Kerime Yıldız yazdı: 1453 NUMARALI ODANIN SIRRI

Bizim oralarda, “Parayı köpeğin boynuna as; ‘köpek ağa geliyor’ derler” diye bir söz var. Bir de “geçim şaşkını” diye bir deyim var. Geçim şaşkını, denize düşen gibidir. Her şeye sarılır. Para için her kapıya gider. Boynunda para asılı olana da.

AK Parti iktidarı, artık bir geçim şaşkını. Para için her kapıyı çalıyor. Medine müdâfii Fahreddin Paşa’ya hırsız diyen BAE ve Ramazan’da Müslüman kanı dökmekten zevk alan İsrâil’den sonra, Kaşıkçı’nın kâtili olan Türk düşmanı Suudlar bile dostumuz oldu.

17 Şubat 2022 târihli yazımda, Suudlara laf etmenin “ekolojik para dengesi”ni nasıl bozduğunu; onlara edilen lafların nasıl yalatıldığını, Network filmini örnek göstererek gazeteciler üzerinden anlatmıştım. Aynısı, iktidarlar için de geçerli. Ka’be imamı Abdülkadir Sudeysî, Nevyork’ta ne demişti? “Suudi Arabistan ile Amerika, dünyânın iki kutbudur.” Elbette Suudi Arabistan, kutup falan değil. Suudlar, patrona haracını verdikçe iktidarda kalacak bir ortak, o kadar!

Târih okuyan biri olarak AK Parti’nin Suudilerle dostâne(!) ilişkilerine çok fazla takılmıyorum. Şu an ağzına geleni sayan CHP’liler, bir zahmet Atatürk dönemindeki ilişkilerimize, krallar gibi ağırlanan Faysallara bir bakıversinler! AK Parti’nin sorunu, artık neredeyse günlük kararlar alarak istikrarsız bir diplomasi sergilemesi.

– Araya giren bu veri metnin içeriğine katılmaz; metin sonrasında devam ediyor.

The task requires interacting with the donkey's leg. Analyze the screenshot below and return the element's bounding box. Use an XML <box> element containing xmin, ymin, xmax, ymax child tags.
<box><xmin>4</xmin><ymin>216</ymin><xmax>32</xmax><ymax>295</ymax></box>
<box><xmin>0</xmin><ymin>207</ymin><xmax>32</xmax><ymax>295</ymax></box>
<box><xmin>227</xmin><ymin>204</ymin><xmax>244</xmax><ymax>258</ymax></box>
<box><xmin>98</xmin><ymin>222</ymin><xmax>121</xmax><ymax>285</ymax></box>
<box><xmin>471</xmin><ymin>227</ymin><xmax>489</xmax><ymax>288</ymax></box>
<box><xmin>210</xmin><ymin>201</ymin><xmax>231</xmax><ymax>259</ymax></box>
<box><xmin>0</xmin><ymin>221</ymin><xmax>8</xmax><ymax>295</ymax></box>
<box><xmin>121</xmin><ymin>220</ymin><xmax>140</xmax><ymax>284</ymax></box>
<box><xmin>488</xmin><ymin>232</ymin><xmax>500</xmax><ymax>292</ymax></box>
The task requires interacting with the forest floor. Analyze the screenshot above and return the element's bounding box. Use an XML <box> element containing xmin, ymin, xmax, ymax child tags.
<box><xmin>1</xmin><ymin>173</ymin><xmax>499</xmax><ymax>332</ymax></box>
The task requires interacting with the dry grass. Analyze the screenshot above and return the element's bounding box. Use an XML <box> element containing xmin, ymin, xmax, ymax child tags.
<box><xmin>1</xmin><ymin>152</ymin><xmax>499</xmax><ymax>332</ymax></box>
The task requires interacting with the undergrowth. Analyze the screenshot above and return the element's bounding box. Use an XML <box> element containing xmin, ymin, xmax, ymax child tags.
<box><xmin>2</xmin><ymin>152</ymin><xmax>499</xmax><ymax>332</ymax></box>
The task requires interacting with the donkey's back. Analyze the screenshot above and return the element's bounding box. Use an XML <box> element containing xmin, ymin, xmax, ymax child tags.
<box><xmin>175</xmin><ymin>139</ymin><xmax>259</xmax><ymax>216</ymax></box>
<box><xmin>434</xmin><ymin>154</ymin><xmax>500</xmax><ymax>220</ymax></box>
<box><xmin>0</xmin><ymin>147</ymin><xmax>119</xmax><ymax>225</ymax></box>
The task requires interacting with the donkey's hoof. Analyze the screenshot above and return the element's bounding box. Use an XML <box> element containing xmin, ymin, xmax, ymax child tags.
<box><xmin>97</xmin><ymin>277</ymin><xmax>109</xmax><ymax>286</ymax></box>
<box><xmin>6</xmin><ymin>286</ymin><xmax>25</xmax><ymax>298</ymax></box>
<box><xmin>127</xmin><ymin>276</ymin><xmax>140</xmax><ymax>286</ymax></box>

Cumhurbaşkanı Erdoğan, geçen hafta iki günlük Suudi Arabistan ziyâretinden dönerken uçakta gazetecilerin sorularını cevaplamış. Bir gazeteci şöyle sormuş:

"Târihe meraklı olduğunuzu biliyorum. Sizin diğer devletlerin bakış açısıyla ilgili tahlilinizi merak ediyorum. Biz M.Ö. 3000’lerden itibaren târihe damga vurmuş bir milletiz. Hunlar, Göktürkler ve devâmında hep devlet kurduk ve dünya târihi biz olmadan yazılamaz. İslâm târihi kezâ öyle. Bu ziyâretle ilgili şöyle bir şey dikkatimi çekti: Sizin Suudi Arabistan’da kaldığınız odanın numarası 1453’tü. Yâni şunun farkındalar. Biz İslâm dünyâsında da kutlu fethi gerçekleştiren milletiz. ‘Fâtih’in torunu geldi.’ dediler belki. Ayasofya’yı açmanızla birlikte tabi ayrı bir heyecan dalgası yükseldi. Şunu acaba artık net bir şekilde görebiliyorlar mı? Türkiye olmadan temeli sağlam bir medeniyet kurulmaz. Artık bir şekilde sizce anladılar mı? Yâni artık biz olmadan olmuyor. Onlar da bunun farkında mı acaba?"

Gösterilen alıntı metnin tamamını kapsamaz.